Pele is the Pentagon’s second go-round with tiny reactors, with mixed results. In 1954, the Army began its nuclear power program jointly with the Atomic Energy Commission, developing both stationary and mobile tiny reactors, some eight in all, both boiling and pressurized light-water reactors, used for electric power, heat, or both.

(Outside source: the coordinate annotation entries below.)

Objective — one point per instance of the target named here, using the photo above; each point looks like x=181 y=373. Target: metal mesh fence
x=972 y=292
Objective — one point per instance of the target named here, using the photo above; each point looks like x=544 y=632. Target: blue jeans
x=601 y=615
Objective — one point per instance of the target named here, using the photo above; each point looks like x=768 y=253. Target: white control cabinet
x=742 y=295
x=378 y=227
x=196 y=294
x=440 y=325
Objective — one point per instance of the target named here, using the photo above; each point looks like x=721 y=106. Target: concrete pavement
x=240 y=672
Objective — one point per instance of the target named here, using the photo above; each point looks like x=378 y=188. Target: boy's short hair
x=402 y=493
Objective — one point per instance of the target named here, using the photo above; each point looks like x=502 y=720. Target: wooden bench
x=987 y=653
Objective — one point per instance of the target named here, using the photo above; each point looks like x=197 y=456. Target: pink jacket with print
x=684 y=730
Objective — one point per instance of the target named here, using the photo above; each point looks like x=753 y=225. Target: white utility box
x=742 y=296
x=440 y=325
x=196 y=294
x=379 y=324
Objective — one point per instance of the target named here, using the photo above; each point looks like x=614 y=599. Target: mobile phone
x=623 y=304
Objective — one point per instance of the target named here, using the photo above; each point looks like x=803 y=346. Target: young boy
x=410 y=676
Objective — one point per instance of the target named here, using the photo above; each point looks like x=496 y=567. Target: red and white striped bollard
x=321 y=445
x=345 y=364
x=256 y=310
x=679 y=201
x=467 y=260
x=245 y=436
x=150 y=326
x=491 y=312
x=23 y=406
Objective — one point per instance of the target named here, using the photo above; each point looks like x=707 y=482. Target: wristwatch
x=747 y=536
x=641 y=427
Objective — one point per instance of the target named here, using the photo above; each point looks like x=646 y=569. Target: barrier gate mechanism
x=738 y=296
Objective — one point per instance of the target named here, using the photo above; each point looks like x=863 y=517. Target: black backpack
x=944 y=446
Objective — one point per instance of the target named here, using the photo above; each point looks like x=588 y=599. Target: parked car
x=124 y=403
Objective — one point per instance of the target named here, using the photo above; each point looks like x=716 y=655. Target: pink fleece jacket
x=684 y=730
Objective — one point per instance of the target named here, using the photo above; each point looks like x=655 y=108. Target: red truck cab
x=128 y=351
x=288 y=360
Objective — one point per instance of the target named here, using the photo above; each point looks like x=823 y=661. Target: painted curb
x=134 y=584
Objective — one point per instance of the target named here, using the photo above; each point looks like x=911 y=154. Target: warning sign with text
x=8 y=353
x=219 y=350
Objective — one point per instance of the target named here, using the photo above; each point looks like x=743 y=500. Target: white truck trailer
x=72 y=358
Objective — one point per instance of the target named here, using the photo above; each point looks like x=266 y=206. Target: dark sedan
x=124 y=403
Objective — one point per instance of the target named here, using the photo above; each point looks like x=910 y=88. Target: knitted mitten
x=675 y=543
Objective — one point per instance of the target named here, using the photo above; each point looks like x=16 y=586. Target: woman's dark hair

Unfortunately, one of the Army reactors had a tragic history. Built in 1958 and located at the National Reactor Testing Station, now the Idaho National Laboratory, BWR SL-1 generated 200 kW of power and 400 kW of heat. On Jan. 3, 1961, during restart after an 11-day shutdown over the holiday season, as the three-man crew was manually withdrawing the main control rod: the shift supervisor on top of the reactor along with a trainee, the reactor operator manipulating the control rod on the ground.
For still unknown reasons, the control rod was rapidly withdrawn far farther than safe. The reactor then went prompt critical and exploded. The shift supervisor on the top was impaled by the control rod and pinned to the reactor ceiling. The trainee and the reactor operator both died of physical injuries but all three would have been killed by the intense radiation in any case.
The Army cancelled its microreactor nuclear power program in 1977.